Christine Brickman, creative director of design agency Elemental Design, has been dressing windows for more than 20 years after starting her career as a trainee at Miss Selfridge before moving to Wallis. Brickman now works with a host of retailers, citing Harrods as one of her biggest clients. Harrods will unveil a new Elemental Design window display in September, called Timeless Luxury, featuring brands such as Burberry and Louis Vuitton.

What attracted you to designing window displays?

I started dressing windows at Miss Selfridge many years ago, and it’s still a fantastic business to be in. It’s the first thing a customer sees, so I enjoy being able to present a brand in a particular way, summed up by one window display. And fashion retail is such a fast-changing industry that I get a real buzz from working to that kind of pressure. I also get to travel a lot - I love experiencing different cultures.

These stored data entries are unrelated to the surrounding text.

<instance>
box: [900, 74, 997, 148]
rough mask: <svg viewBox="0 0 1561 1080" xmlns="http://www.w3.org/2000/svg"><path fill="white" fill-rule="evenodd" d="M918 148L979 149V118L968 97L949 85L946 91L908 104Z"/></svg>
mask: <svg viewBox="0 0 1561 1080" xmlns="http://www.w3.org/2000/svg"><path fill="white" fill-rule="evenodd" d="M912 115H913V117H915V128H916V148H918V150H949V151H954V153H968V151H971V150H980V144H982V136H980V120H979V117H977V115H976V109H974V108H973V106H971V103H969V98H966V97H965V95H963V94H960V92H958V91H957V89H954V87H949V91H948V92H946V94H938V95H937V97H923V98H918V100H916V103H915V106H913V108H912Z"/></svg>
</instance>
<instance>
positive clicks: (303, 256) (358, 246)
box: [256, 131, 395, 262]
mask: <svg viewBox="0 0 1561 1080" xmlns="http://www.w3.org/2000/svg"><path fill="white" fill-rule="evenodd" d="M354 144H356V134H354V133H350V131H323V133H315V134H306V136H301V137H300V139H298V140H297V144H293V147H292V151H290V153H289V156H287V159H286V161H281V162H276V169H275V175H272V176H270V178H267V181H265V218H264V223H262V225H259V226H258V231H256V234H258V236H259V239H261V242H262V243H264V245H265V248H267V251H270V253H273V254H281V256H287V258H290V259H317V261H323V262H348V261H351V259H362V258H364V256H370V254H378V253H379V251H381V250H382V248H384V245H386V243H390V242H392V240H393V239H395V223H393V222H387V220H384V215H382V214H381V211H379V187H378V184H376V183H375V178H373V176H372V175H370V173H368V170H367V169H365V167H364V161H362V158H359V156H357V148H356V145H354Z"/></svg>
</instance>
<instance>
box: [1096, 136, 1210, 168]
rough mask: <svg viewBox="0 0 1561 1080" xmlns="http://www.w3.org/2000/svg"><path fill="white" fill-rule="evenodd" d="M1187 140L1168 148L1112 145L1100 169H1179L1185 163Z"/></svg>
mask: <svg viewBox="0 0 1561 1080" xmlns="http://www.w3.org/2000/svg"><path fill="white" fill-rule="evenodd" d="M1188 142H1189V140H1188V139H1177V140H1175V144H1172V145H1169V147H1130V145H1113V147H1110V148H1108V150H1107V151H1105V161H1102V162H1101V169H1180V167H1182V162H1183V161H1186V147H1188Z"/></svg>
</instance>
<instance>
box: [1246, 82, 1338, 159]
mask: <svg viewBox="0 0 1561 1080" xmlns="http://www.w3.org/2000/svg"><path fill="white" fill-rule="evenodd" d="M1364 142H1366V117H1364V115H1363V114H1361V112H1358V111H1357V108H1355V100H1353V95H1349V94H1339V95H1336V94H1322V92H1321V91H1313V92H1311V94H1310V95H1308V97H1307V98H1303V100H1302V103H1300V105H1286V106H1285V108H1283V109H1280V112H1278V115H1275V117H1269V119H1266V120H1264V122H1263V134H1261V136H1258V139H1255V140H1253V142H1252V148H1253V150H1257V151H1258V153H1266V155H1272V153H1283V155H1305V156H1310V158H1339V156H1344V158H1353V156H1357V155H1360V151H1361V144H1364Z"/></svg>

How important are window displays to a brand or retailer?

Window displays are everything, other than the product itself. All retailers have a responsibility to develop their windows, even small independents. If a product is used in a window display, it can fly out of the store - that’s the power of the window. But a bad window can repel people. Everyone buys into something these days, and the way a window is dressed promotes the design credentials of that retailer. It’s all about good theatre.

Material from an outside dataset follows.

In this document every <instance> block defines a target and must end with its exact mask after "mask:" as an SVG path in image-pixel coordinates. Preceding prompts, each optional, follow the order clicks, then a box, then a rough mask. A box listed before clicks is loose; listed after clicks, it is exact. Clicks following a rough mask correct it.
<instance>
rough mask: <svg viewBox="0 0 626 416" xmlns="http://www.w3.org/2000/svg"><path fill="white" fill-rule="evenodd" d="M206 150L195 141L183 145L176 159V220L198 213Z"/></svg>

Have window displays always been so important?

I think the UK has embraced the value of window displays far more today than 20 years ago. Windows are coming back. Retailers understand the worth of a window and ensure theirs are constantly evolving and changing. They are also spending a lot more money on them than they used to.

Where does your inspiration come from?

Everywhere - books, someone on the street, travelling. I’m always on the lookout for something that stands out visually. But my work is also very trend-led.

What’s the worst thing about your job?

There’s never enough time in the day. Our clients drive the timeline, so we work phenomenally quickly. And fashion changes all the time, so we have to be ahead of the game. But I try to focus on the creative side - we have project managers to ensure everything hits our targets. However, the best thing is that there’s a big feel-good factor. It was a great feeling to see all the Harrods windows go in.



- What is your biggest fashion weakness?

I can’t resist shoes. I have 50 pairs, including my original Biba boots.

- What was your best fashion moment?

Years ago I used to dress head to toe in Biba.

- And your worst?

This morning. I was wearing a hard hat and heavy boots because I had to visit a building site with my client, Lime Blue diamond stores.

- Who is your industry icon and why?

Patricia Burnett, managing director of The White Company. She used to be my boss at Wallis and has the energy and ability to create a fantastic team.

- What would you be doing if not fashion?

I’d be a chef.

- Which is the best shop on the high street?

For high street buys I particularly like Topshop. Marni and Liberty are also personal favourites.

- Who is your style icon?

Audrey Hepburn.

- Who is your pop idol?

It would have to be Steve Harley and Cockney Rebel.

- Who is on your mobile phone’s speed dial?

No one - I’m still working out how to use my phone.